Maybe though, I need to become the teacher that follows the unsure child until he/she makes a choice. Then I need to become the teacher that inserts myself into the play when a major problem arises, and uses different questions and modelling to help the child problem solve and remain in this play situation instead of automatically moving to another one.
I wonder how this might work if more than one problem presents itself at a time. I wonder if there is a need for some small group mini-lessons on problem solving and self-regulation for those students that seem to struggle the most. Is it better to learn in context, or is it better to learn first and apply later? Maybe the answer to this changes depending on the child and the classroom dynamic. I just keep thinking back to tweets and blog posts that I’ve seen before about the “benefit of the struggle.” If this is true in an academic situation, is it also true in a social situation? It seems as though more and more educators are encouraging children to try, fail, and try again in all subject areas. Why can’t this also be true for the Learning Skills? What do you think?
You ask great questions as always Aviva. For me the answer is it depends. So many variables in the struggle: when to step in, when to watch or when to wait before eye contact or a direction. If the struggle doesn’t result in physical harm then we have some leeway. Role play, books and encouraging conversation fits in somewhere in these social situations. A quiet place for the child who needs some time and space is another option that I have seen work. I think building that relationship of trust in a safe environment might go a long way.
Thanks for your comment, Faige! I think that your “relationship” statement is so important. Relationships/connections play very key roles in self-regulation. This is obviously a complicated topic, as there are so many factors that may influence our choices. I think that for me, Shanker’s article reminded me that even when there are problems, we don’t have to always make the choices for the students. Asking them questions and modelling the options within the play, can help with self-regulation and with learning. I’m very curious to hear what others do.
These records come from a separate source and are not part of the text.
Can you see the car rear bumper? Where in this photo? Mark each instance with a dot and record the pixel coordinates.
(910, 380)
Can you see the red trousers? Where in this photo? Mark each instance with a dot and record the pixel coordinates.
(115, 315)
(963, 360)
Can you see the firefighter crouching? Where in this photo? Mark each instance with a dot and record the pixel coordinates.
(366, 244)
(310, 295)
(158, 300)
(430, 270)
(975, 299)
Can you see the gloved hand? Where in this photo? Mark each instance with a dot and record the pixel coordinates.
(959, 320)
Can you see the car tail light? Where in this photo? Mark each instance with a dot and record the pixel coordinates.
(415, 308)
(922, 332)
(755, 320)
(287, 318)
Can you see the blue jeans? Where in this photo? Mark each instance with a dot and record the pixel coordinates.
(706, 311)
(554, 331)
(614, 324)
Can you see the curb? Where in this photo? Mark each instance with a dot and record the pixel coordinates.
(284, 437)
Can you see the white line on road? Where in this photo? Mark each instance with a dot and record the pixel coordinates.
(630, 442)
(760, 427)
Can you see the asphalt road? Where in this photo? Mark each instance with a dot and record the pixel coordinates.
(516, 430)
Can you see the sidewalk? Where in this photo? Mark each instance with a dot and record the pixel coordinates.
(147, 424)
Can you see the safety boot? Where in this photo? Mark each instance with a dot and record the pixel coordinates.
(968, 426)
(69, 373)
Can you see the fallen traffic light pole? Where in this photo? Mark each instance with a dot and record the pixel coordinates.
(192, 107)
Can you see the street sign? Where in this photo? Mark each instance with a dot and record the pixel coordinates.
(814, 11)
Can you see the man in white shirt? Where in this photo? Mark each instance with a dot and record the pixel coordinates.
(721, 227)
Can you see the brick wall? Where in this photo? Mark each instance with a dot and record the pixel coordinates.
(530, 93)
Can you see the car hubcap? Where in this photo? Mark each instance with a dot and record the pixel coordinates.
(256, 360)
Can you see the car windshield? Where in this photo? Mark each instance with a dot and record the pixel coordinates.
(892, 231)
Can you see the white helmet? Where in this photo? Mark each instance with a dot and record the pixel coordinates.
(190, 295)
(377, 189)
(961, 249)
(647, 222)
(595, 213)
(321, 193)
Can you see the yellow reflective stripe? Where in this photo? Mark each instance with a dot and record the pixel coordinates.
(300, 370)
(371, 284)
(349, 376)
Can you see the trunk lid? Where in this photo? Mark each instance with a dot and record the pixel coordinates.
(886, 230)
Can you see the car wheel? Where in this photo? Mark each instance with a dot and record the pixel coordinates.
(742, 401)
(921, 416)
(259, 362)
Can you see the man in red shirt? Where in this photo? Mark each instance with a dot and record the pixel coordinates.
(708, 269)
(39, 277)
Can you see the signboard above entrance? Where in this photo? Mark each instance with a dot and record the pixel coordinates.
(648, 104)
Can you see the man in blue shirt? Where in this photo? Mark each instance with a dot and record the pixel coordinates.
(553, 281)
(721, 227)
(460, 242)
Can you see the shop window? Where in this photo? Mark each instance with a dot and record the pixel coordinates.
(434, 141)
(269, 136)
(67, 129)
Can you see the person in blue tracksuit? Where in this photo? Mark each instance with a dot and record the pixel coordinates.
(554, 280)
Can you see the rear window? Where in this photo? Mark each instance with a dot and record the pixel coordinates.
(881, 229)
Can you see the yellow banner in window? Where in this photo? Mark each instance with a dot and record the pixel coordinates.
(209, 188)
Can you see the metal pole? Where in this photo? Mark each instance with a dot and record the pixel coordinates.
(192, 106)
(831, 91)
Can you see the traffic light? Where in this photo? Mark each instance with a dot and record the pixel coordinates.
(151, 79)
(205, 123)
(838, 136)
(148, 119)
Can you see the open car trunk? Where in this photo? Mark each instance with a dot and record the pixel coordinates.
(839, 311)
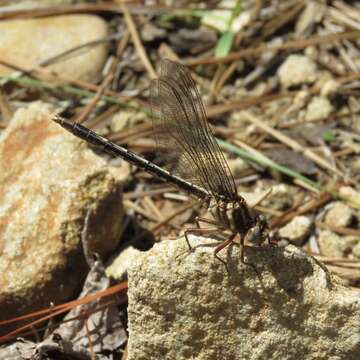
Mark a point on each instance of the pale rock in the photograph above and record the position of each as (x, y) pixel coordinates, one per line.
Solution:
(48, 180)
(186, 306)
(118, 266)
(351, 195)
(28, 42)
(339, 215)
(297, 229)
(329, 87)
(333, 245)
(356, 250)
(318, 109)
(297, 70)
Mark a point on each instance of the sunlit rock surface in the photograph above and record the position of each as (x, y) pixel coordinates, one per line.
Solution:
(186, 306)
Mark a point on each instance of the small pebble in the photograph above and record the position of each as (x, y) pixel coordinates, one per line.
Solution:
(297, 70)
(340, 215)
(296, 230)
(118, 266)
(351, 195)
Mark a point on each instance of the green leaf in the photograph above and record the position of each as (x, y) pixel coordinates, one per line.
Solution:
(224, 44)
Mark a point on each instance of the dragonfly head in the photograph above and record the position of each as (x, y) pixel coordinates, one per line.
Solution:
(257, 233)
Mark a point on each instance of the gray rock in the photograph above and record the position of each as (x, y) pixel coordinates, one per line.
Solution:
(27, 42)
(48, 178)
(186, 306)
(318, 109)
(333, 245)
(296, 230)
(297, 70)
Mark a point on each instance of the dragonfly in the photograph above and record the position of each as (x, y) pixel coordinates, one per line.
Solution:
(201, 169)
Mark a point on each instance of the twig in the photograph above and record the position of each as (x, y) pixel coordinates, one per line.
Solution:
(291, 143)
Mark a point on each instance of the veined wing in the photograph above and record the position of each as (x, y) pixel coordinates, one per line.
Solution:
(179, 114)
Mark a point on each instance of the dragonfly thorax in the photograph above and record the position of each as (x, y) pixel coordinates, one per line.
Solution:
(239, 218)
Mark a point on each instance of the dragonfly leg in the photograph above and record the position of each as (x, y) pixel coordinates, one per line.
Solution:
(200, 231)
(222, 246)
(199, 220)
(242, 256)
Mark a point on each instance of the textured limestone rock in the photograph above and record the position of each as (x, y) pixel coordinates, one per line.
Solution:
(297, 70)
(28, 42)
(186, 306)
(48, 179)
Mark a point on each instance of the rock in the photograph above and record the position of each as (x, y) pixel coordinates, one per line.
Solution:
(186, 306)
(318, 109)
(339, 215)
(29, 42)
(297, 70)
(118, 266)
(296, 230)
(356, 250)
(352, 196)
(329, 88)
(48, 180)
(333, 245)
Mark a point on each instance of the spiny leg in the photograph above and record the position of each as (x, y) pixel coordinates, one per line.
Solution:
(201, 231)
(222, 246)
(199, 220)
(242, 256)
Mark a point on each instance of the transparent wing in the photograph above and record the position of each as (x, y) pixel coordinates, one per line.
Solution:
(179, 116)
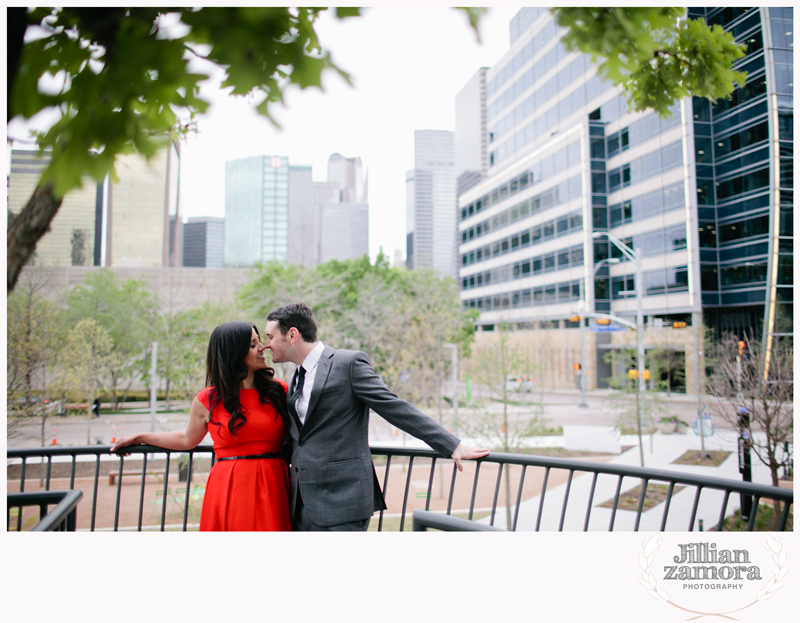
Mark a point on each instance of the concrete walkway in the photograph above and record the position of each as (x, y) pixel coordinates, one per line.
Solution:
(665, 450)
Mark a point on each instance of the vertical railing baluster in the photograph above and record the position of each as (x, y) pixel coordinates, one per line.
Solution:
(141, 492)
(164, 492)
(188, 490)
(642, 496)
(667, 502)
(753, 512)
(49, 471)
(119, 491)
(430, 485)
(94, 491)
(566, 500)
(589, 504)
(784, 516)
(452, 488)
(541, 498)
(72, 471)
(694, 508)
(385, 485)
(405, 496)
(475, 488)
(519, 498)
(21, 490)
(721, 522)
(614, 506)
(496, 492)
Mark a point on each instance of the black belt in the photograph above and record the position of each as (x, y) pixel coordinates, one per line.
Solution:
(272, 455)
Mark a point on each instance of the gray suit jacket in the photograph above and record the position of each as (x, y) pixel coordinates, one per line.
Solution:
(331, 462)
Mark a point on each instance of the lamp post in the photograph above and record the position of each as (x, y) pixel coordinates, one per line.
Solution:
(636, 258)
(582, 302)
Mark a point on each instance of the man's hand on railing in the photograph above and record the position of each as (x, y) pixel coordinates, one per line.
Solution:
(465, 453)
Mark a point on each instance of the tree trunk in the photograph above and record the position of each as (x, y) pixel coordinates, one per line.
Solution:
(27, 229)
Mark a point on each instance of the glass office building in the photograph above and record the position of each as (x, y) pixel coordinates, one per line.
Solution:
(256, 210)
(705, 193)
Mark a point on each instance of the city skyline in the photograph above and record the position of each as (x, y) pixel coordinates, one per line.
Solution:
(358, 121)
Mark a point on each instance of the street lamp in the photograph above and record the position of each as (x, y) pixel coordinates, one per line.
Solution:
(636, 258)
(609, 260)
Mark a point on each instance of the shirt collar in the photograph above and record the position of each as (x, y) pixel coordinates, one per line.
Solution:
(313, 357)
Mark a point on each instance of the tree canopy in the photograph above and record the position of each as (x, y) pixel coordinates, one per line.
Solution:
(656, 54)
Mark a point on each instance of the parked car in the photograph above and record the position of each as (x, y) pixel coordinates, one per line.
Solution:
(519, 383)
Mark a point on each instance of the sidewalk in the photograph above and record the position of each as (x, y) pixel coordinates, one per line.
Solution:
(666, 449)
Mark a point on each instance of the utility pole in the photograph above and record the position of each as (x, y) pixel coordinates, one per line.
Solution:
(153, 385)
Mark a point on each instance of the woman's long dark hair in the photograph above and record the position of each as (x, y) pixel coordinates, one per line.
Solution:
(225, 370)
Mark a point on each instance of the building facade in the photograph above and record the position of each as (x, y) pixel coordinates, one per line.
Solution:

Yes, we all learn by taking risks and making mistakes. In fact, Jane’s personal learning stories which appear as Windows on the Classroom in my latest book Multiple Paths to Literacy K-2 (2016), demonstrate a classroom culture that creates a safe mistake-making environment which results in amazing student achievement socially, cognitively and emotionally. Jane has a tiny sign on the wall that says, “Making mistakes is a way that we learn.” This is a key message shared frequently with students and parents alike. Children develop grit, their ability to persevere, by learning firsthand that making a mistake is just a first try. It is the way they learn. It is the way teachers learn too. It is important that the school culture also encourages teachers to believe that it is okay to take
risks, to say “I don’t know,” or to say “I need help” (Hattie 2015,39).
“Sometimes mistakes result in richer learning than if everything went just fine! In fact, according to Carol Dweck (2014), students need to be encouraged to take risks, to push out of their comfort zone, to get smarter” (Trehearne, 2016, pg..109).
“Freedom is not worth having if it does not include the freedom to make mistakes”.
Excerpts from my latest book, Multiple Paths to Literacy K-2 (2016) Miriam Trehearne
Thank you so much for your comment, Miriam! Reading your words here make me even more eager to read your latest book: Multiple Paths To Literacy K-2. It is on the top of my summer reading list. I love the fact that you and others support risk taking. I think that this is so important, and that when we make mistakes, we also learn from them. Creating that school culture — where adults and children feel safe in taking risks and making mistakes — is crucial. I’d be curious to hear how different educators and schools go about doing this. Now I really want to read Jane’s personal learning stories. I love the sound of the sign that hangs in her room.